SOme may have ebv or cmv but have never had mono or it may have been a mild cold/flu and wasnt noticed or diagnosed. Mono mostly only gets picked up and tested after a long bought of illness as in a few weeks and doc sends one off for a test, they also usually test high for lymphocytes at the time which helps confirm the mono diagnosis. So not everyone who has ebv/cmv gets mono aka glandular fever.

Mono is far more impactful to the system to catch the first time in middle age.... from what I've read. I'm going on two years down.

Really interesting about the

Very interesting about the 1918 flu.... on that wiki pg (1918 flu) I found this wild illness:
http://en.wikipedia.org/wiki/Encephalitis_lethargica
which talks about brain stem involvement. I've always sensed that is connected to my case of M.E., along w having a hyper immune system, even going years w no colds then wham, Mono the first time at 49.

Great, needed topic. I didn't know that about about the test result conversion re the 80s cases. I am beginning to wonder if I was one of the rare ones with no antibody to EBV... or it too disappeared.

The EBV titer test is a MESS, period. At this late date there is still no universal consensus on titer interpretation. If you put several hours into online research, you'll come up with assorted theories by anyone & everyone about what number means what, when active infection is happening, the whole shebang. When I talked to a doctor about the original EBV test, I quickly realized he wasn't even as informed as I was, nor several other doctors. I learned to just stop talking about what I knew. NONE of the doctors were able to interpret my numbers at the very hospital that invented their own EBV numbering system (as a naturopath told me, so no one will question it or be able to interpret it). To this day these numbers sit in a doc on my desktop and I have no clue how to interpret them. I will tell you, because *I* live in my body, I *know* my infection was *active* at the very time a doctor say & told me it *wasn't*. I even had an arm rash they dismissed.

And as someone said below to the effect, the virus can be hiding or otherwise not accounted for in blood serum. All I know is I coughed so hard I broke a rib when I got a respiratory thing 9/11, then it all went to hell. I got Mono at 49; not a good age. I sure as $%^ don't want to re-get this at 60, 70 or worse. Been sick & mainly housebound 2 years next month. Slowly, emphasis SLOWLY improving, esp. after dealing with MTHFR.
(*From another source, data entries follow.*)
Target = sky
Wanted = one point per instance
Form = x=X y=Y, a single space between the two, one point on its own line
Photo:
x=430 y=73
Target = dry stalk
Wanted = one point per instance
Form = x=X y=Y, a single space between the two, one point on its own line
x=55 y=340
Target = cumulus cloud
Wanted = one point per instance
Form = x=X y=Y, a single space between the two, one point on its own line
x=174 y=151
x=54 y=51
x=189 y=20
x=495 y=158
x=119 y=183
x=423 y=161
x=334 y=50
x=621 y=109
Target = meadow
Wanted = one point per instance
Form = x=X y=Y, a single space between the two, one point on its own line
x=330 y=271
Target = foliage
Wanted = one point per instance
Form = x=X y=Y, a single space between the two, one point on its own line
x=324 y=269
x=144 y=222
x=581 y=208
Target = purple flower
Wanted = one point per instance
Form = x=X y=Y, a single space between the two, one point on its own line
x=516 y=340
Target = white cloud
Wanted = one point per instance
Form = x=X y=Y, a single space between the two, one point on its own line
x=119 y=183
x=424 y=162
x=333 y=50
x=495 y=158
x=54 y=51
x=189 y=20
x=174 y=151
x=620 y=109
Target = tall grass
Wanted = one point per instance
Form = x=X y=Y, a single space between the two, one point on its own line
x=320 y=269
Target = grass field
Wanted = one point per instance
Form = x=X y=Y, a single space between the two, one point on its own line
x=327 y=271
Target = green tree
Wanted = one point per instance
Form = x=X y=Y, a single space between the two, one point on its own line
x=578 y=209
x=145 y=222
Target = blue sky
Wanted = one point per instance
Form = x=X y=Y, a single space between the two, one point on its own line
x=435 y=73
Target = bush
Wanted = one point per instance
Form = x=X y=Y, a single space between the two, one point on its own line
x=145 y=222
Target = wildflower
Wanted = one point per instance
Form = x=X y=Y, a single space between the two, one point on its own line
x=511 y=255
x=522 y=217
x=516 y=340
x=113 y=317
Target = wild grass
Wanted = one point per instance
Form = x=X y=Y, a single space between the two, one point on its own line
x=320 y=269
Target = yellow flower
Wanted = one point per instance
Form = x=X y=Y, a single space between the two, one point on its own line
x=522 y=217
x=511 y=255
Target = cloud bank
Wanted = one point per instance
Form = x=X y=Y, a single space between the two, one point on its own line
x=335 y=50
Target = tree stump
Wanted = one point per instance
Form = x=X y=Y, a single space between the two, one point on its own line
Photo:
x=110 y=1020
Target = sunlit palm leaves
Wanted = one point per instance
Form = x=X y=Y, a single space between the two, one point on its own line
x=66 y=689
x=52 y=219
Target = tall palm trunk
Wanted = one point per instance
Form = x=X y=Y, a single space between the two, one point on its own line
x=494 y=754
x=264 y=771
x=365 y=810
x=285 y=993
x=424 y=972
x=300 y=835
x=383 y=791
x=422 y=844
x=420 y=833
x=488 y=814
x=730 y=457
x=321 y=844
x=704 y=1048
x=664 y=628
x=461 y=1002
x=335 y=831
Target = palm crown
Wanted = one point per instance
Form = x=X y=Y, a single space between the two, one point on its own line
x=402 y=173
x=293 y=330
I don't have $ to get CMV, HHV-6, etc. tests, so no clue there...

Thank you, Heapsreal.

Overtrain a high total lymphocyte or a high cd8 t cell lymphocyte can Indicate an active ebv or cmv infection too. So more proof for you indicating ebv is an issue for you. Google cd8 lymphocyte and ebv you will get alot of hits.

Cheers

thank you, heapsreal. you're the first person to ever address & validate this for me. 2 years is a long time to wait.